МЫТАРЬ: Да забирай! Невелика ценность!
УВАРОВ: Ну, энто для кого как!
(Мытарь и Уваров берут Николая за ноги и тащат его из сарая. Мытарь перед самым выходом останавливается. Оборачивается к Благушину).
МЫТАРЬ: Ты, Василь Михалыч, на меня за Гринберга не серчай! Я человек служивый! А с родителями моими уже боль-то прошла…. Я думал, что порешу его, как увижу, а вот увидел, а зла на него нет…. Поэнтому я его немцам и сдал. И, похоже, что не ошибся. Вон целых две роты в лес за Николаевку уехали – конец скоро для энтой красной сволочи будет. Хоть заживём спокойно…. Тут надо было решать исходя из бо́льшей стратегической, так сказать, выгоды. Так что – не серчай! Я же сказал, что замолвлю за тебя слово – так я его за тебя скажу! Ведь, ежели бы не ты – немцы энтих партизан ещё долго ловили….
(Уходят, запирая за собой дверь. Благушин и Вера остаются одни. Они долго молчат, затем Благушин нарушает молчание первый).
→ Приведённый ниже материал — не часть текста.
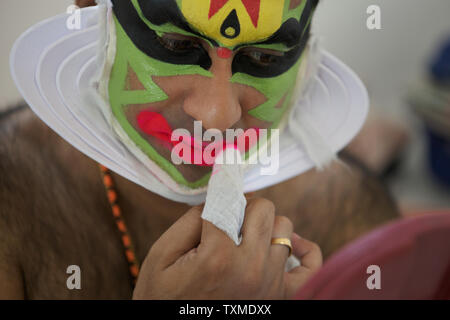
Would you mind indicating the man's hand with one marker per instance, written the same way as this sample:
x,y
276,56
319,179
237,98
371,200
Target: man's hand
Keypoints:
x,y
195,260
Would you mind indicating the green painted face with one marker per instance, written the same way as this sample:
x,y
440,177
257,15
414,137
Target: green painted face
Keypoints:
x,y
157,40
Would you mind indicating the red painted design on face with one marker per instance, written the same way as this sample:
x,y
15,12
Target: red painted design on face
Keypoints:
x,y
154,124
253,7
224,53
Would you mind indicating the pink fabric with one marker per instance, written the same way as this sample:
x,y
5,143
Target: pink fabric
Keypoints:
x,y
412,253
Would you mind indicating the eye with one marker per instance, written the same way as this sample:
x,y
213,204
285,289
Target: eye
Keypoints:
x,y
262,57
178,43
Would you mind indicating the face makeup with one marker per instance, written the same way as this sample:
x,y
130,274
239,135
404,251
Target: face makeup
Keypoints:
x,y
171,56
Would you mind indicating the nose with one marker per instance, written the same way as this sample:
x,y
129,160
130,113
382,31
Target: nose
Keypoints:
x,y
215,101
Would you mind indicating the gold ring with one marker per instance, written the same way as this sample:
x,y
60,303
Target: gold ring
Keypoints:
x,y
284,242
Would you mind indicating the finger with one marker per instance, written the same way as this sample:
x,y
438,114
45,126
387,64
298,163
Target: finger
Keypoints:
x,y
283,228
308,252
179,239
258,224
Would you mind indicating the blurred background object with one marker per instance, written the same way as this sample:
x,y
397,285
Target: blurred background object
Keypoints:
x,y
390,61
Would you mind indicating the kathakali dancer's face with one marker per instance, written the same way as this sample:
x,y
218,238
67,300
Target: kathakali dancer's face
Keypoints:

БЛАГУШИН: Вот и всё, Вера!.. (пауза, затем с отчаянием): Да, будь я проклят!.. Упустил! Свой шанс! Не выполнил! То, что Богом начертано было – не исполнил! Как я своим родителям Там в глаза смотреть буду?! Как братьям своим покажусь?! С какими взорами их дети невинные на меня смотреть будут?! Как старики, бабы и детки сухотчевские судить меня будут?! И правильно сделают! Самым, самым страшным приговором пусть осудят меня! Отпустил я Зверя на свободу! Я! Я мог бы остановить Его! Пусть даже на своём, ничтожном, мужицком уровне….
ВЕРА: Да, что ты! Что ты так коришь-то себя?! Не за что тебе каяться-то! Не за что! Кому ты зло сделал? Никому!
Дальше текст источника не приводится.